Au moins 70 personnes ont été tuées dans la nuit de samedi à dimanche lors d’attaques « coordonnées » de membres de gangs dans la localité de Petite-Rivière-de-l’Artibonite, à Haïti, a déclaré mardi 31 mars le représentant de l’ONU dans le pays, alors que la police avait évoqué lundi un bilan d’au moins 16 morts.
« Au moins 70 morts dans des attaques brutales et coordonnées contre plusieurs localités de Petite-Rivière-de-l’Artibonite : cette violence aveugle est un nouveau rappel de l’urgence d’un soutien renforcé à Haïti contre le fléau des gangs et les réseaux qui les soutiennent », a écrit sur X Carlos Gabriel Ruiz Massieu.
La police haïtienne avait fait état lundi d’un premier bilan d’au moins 16 morts, mais plusieurs autres sources avaient envisagé un bilan bien plus élevé, notamment après une autre attaque survenue lundi à l’aube.
Selon Bertide Horace, porte-parole de la Commission de dialogue, de réconciliation et de conscientisation pour sauver l’Artibonite (un département d’Haïti), organisation de la société civile, l’attaque dans cette localité située au nord-ouest de Port-au-Prince a été menée par le gang Gran Grif.

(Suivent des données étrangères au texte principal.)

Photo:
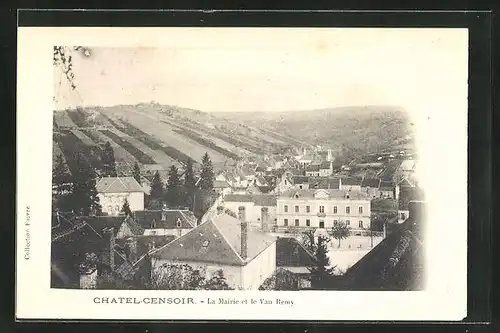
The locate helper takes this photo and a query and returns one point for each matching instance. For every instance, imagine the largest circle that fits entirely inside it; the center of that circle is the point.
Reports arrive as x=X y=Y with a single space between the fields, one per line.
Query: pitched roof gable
x=145 y=219
x=118 y=185
x=290 y=252
x=370 y=182
x=351 y=181
x=215 y=241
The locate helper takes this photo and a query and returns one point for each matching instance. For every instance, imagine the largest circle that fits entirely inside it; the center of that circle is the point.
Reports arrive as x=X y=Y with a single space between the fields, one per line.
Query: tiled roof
x=118 y=185
x=324 y=183
x=145 y=219
x=261 y=180
x=370 y=182
x=290 y=252
x=257 y=199
x=331 y=194
x=407 y=194
x=312 y=168
x=264 y=200
x=221 y=184
x=215 y=241
x=238 y=198
x=101 y=222
x=351 y=181
x=405 y=182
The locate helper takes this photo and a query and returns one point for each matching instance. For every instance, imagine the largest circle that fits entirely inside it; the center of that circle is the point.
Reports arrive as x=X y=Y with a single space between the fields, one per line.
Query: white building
x=246 y=256
x=323 y=208
x=112 y=192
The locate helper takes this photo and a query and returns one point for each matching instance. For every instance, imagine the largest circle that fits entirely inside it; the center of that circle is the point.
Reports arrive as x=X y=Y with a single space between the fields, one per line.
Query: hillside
x=360 y=129
x=158 y=136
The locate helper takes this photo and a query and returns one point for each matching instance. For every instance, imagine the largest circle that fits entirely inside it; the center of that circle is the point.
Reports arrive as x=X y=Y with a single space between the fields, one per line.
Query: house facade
x=259 y=210
x=165 y=222
x=113 y=191
x=246 y=256
x=322 y=209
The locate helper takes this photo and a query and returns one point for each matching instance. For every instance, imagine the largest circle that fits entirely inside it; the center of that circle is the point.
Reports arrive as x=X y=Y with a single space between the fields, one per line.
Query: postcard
x=245 y=174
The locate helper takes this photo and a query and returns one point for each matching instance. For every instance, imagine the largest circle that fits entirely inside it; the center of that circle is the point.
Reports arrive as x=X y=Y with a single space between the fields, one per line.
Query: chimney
x=131 y=248
x=241 y=213
x=417 y=210
x=109 y=249
x=244 y=240
x=265 y=219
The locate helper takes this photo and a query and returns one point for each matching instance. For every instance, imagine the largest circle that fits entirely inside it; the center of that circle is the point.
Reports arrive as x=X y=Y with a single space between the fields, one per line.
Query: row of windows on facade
x=322 y=209
x=321 y=223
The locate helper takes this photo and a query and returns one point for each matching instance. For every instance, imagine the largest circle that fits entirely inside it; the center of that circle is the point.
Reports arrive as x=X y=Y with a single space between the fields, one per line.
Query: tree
x=108 y=161
x=126 y=208
x=61 y=184
x=340 y=231
x=136 y=173
x=157 y=190
x=217 y=282
x=207 y=174
x=282 y=279
x=189 y=184
x=173 y=195
x=84 y=199
x=320 y=271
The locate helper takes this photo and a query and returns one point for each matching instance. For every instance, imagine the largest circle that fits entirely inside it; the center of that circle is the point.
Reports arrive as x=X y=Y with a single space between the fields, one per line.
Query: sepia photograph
x=154 y=195
x=240 y=160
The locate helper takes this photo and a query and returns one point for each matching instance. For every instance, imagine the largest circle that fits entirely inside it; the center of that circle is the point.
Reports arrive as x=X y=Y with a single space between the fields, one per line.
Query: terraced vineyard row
x=150 y=141
x=134 y=151
x=79 y=118
x=233 y=141
x=205 y=142
x=70 y=144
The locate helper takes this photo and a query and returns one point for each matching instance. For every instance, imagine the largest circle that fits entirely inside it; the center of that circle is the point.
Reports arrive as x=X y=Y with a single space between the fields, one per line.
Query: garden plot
x=124 y=160
x=176 y=143
x=84 y=138
x=157 y=157
x=62 y=120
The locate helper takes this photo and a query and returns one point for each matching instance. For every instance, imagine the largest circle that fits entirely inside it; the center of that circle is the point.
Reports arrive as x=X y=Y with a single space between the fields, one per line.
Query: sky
x=271 y=70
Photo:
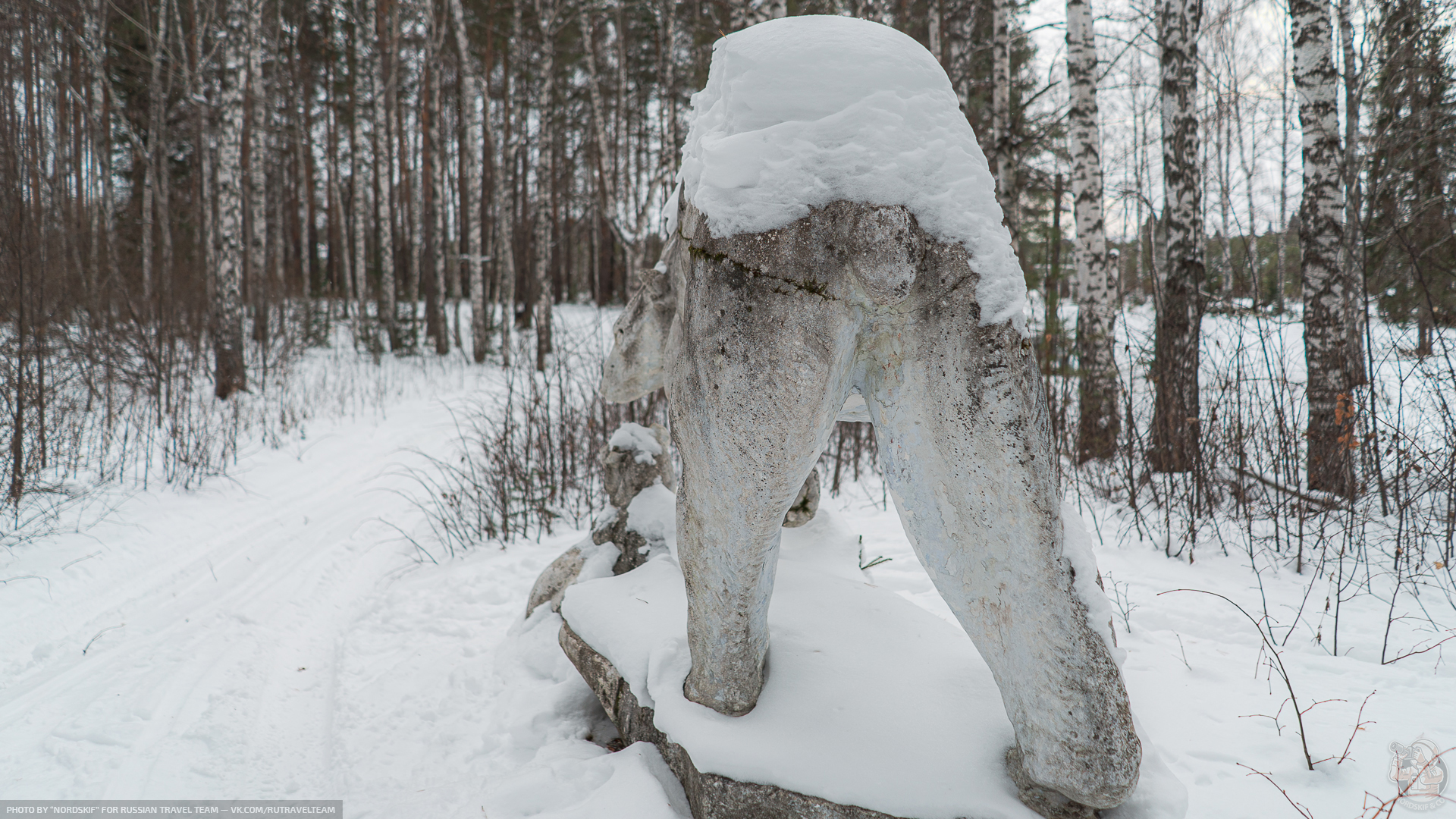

Selon un rapport du Haut-Commissariat de l’ONU aux droits de l’homme publié la semaine dernière, les violences perpétrées par les gangs et les attaques visant ces derniers en Haïti ont fait plus de 5 500 morts entre mars 2025 et la mi-janvier. Haïti, pays le plus pauvre d’Amérique, est rongé depuis des années par la violence des bandes criminelles, qui commettent meurtres, viols, pillages et enlèvements.